Marine Colonel Thomas X. Hammes, author of The Sling and the Stone: On War in the 21st Century identified a more basic, undeniable problem: "Talking about a new strategy is useless until we get a new team—in the Pentagon, in the Administration. These guys have screwed up everything. They haven't got the credibility to implement anything."Where the hell these guys been for the past two years? This civil war has been brewing ever since we set foot on Iraqi soil!
Colonel Hammes mentions that the in Iraq situation mirrors closely what happened in Afghanistan during the Soviet occupation: freedom fighters forced the USSR out, and all hell broke loose, but that hell started cracking open amongst the various factions even before the Soviets began pulling out, as rival groups, smelling Soviet retreat, began jockeying for the low-hanging fruit in an effort to be in place when the tree fell down.

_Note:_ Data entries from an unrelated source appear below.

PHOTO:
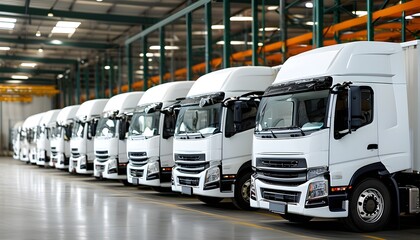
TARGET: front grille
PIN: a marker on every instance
(138, 158)
(136, 172)
(191, 163)
(280, 170)
(280, 196)
(189, 181)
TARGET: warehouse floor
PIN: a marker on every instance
(39, 203)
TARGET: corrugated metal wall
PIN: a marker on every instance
(13, 112)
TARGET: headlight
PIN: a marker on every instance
(112, 164)
(318, 189)
(212, 175)
(153, 168)
(315, 172)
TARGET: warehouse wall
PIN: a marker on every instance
(13, 112)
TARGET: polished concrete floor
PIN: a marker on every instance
(38, 203)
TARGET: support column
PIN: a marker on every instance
(208, 40)
(226, 36)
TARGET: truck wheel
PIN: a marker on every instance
(296, 218)
(369, 207)
(209, 200)
(242, 192)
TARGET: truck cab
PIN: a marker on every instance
(60, 142)
(213, 134)
(333, 137)
(111, 134)
(84, 129)
(44, 133)
(150, 136)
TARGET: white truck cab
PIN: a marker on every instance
(84, 129)
(110, 139)
(334, 133)
(60, 141)
(45, 128)
(150, 136)
(213, 134)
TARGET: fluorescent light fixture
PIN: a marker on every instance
(269, 29)
(7, 25)
(241, 19)
(9, 20)
(166, 48)
(360, 13)
(218, 27)
(56, 42)
(28, 65)
(20, 77)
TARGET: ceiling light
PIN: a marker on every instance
(241, 19)
(309, 5)
(20, 77)
(28, 64)
(56, 42)
(166, 48)
(9, 20)
(218, 27)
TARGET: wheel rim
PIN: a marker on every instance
(245, 190)
(370, 205)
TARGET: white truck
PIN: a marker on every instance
(81, 143)
(213, 134)
(45, 128)
(60, 141)
(28, 136)
(337, 136)
(150, 136)
(111, 136)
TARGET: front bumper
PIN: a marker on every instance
(298, 207)
(194, 184)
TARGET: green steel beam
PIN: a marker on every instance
(255, 32)
(34, 41)
(188, 19)
(129, 61)
(226, 36)
(166, 21)
(208, 40)
(29, 70)
(370, 30)
(145, 64)
(78, 15)
(38, 59)
(77, 101)
(162, 54)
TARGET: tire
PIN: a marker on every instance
(369, 207)
(242, 192)
(209, 200)
(296, 218)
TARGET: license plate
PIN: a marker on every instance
(186, 190)
(278, 207)
(135, 181)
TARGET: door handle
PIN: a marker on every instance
(372, 146)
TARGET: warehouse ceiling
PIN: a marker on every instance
(56, 34)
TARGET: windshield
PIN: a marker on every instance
(305, 110)
(196, 119)
(107, 127)
(146, 124)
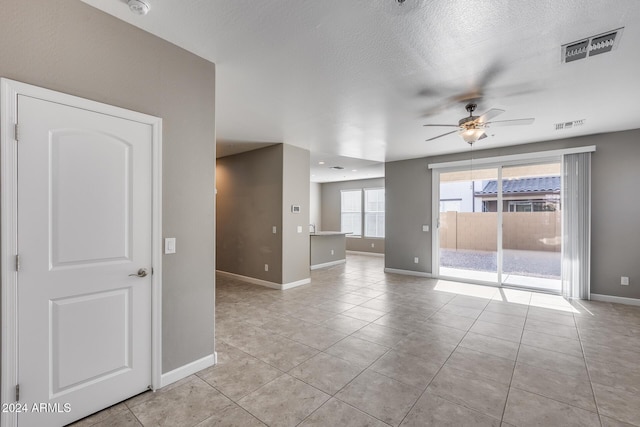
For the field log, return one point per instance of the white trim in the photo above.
(9, 91)
(365, 253)
(328, 264)
(8, 234)
(156, 255)
(615, 299)
(435, 223)
(514, 157)
(188, 369)
(272, 285)
(408, 272)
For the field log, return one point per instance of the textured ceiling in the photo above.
(358, 78)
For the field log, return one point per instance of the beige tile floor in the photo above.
(358, 347)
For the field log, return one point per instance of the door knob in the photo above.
(141, 273)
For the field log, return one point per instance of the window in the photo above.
(450, 205)
(353, 216)
(374, 212)
(351, 212)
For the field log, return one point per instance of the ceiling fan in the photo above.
(472, 128)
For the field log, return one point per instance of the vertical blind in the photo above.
(576, 226)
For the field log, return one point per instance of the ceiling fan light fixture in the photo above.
(471, 135)
(139, 7)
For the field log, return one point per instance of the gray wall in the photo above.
(71, 47)
(315, 201)
(330, 209)
(249, 204)
(615, 227)
(295, 191)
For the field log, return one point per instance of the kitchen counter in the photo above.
(327, 248)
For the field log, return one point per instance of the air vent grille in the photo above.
(569, 125)
(591, 46)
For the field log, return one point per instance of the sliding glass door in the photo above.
(468, 238)
(531, 226)
(500, 225)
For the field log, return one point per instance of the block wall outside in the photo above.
(534, 231)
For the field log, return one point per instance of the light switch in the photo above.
(170, 245)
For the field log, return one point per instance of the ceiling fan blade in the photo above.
(440, 136)
(515, 122)
(494, 112)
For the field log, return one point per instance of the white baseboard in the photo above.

And we all know what grew out of that: the Taliban, Osama bin Laden's haven and 9/11. And this is before taking into account the failure of Israel to neutralize the threat of Hamas and Hizbollah with mighty blunder of invading Lebanon. Global jihad might be the least of our worries. Iraq is an oil-rich nation. Iran would love to get its mitts on Iraq. So would a lot of countries that we compete with, like China and Russia. How long a stretch is it to imagine a global war the likes of which we've never seen involving nations and powers that have no regard for the "rules of war"?
The difficulty is, there is no other course of action for America but to pull our troops out. To stay would mean risking an occupation, the length of which would rival Roman forces in Gaul.
See July's Recommended Reading selection,
Rubicon: The Last Years of the Roman Republic
What we need to do in this military contraction is take a good long hard look at how we're going to fight was some have described as 4GW, a war where your enemy is going to hide behind rocks and trees and fire at will, like the American Revolution, only without the niceties of the Geneva Convention or military etiquette.
We can't do it with a blanket armed force. We'd better come up with a better way.